Organ donors should not face insurance hurdles yet they do!

By ACSH Staff — Apr 20, 2011
ACSH staffers were taken aback this morning when we read that certain insurance companies have been denying applications or offering coverage with steep premiums to healthy organ donors. Those who are insured through large companies may not run into this problem, but people looking for insurance on the individual market or who may be covered through small businesses could find themselves in hot water.

ACSH staffers were taken aback this morning when we read that certain insurance companies have been denying applications or offering coverage with steep premiums to healthy organ donors. Those who are insured through large companies may not run into this problem, but people looking for insurance on the individual market or who may be covered through small businesses could find themselves in hot water.
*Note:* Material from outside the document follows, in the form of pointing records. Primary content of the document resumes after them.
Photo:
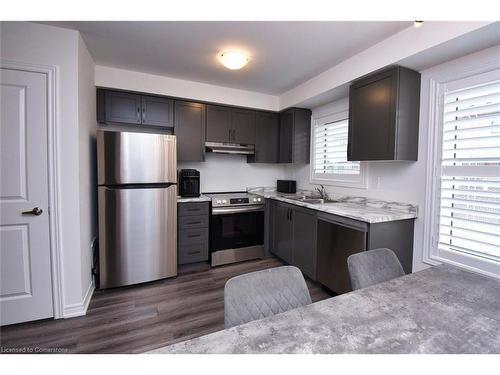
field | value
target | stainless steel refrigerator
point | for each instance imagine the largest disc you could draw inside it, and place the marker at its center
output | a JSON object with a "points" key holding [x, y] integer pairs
{"points": [[137, 203]]}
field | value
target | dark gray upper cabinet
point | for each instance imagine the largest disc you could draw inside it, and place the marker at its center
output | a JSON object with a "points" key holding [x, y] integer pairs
{"points": [[266, 138], [230, 125], [218, 123], [384, 115], [121, 107], [189, 127], [157, 111], [131, 108], [295, 135], [242, 126]]}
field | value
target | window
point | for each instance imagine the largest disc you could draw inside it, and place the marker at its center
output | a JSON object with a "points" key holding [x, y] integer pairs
{"points": [[464, 190], [469, 219], [329, 153]]}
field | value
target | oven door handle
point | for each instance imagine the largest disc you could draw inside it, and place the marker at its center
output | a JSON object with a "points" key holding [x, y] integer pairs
{"points": [[236, 210]]}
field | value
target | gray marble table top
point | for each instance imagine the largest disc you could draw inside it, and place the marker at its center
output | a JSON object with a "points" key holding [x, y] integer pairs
{"points": [[442, 309]]}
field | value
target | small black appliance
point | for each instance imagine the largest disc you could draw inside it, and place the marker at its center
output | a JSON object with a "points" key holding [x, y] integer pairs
{"points": [[286, 186], [189, 183]]}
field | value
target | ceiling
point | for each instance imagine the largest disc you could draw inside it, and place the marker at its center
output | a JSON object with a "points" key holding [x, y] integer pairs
{"points": [[283, 54]]}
Some health insurers are apparently attempting to deny coverage, claiming that donating an organ is akin to having a preexisting medical condition. However, such rules should be condemned and rescinded, since (besides being discriminatory) transplant centers make sure potential donors complete a comprehensive battery of medical tests prior to giving up an organ (or, in the cases of lung, pancreas or liver donation, parts of organs). In fact, Matthew Cooper, director of kidney transplantation at the University of Maryland Medical Center in Baltimore, thinks the insurance policy exclusion is “absurd” because donors are “some of the healthiest people around.”

Last year, there were over 6,500 transplants from living donors, which are often more successful than those using organs from cadavers. But with 110,000 Americans still in line for an organ transplant — 90,000 needing a new kidney and others awaiting a liver, lung, pancreas or intestine transplant — improvements need to be made, and removing insurance barriers would be a step in the right direction.

Barring or making it more difficult for organ donors to obtain health insurance is the exact opposite of beneficial public health policy, says ACSH's Dr. Gilbert Ross. “It makes no sense from an economic, health or public policy point of view and this practice should be abolished.”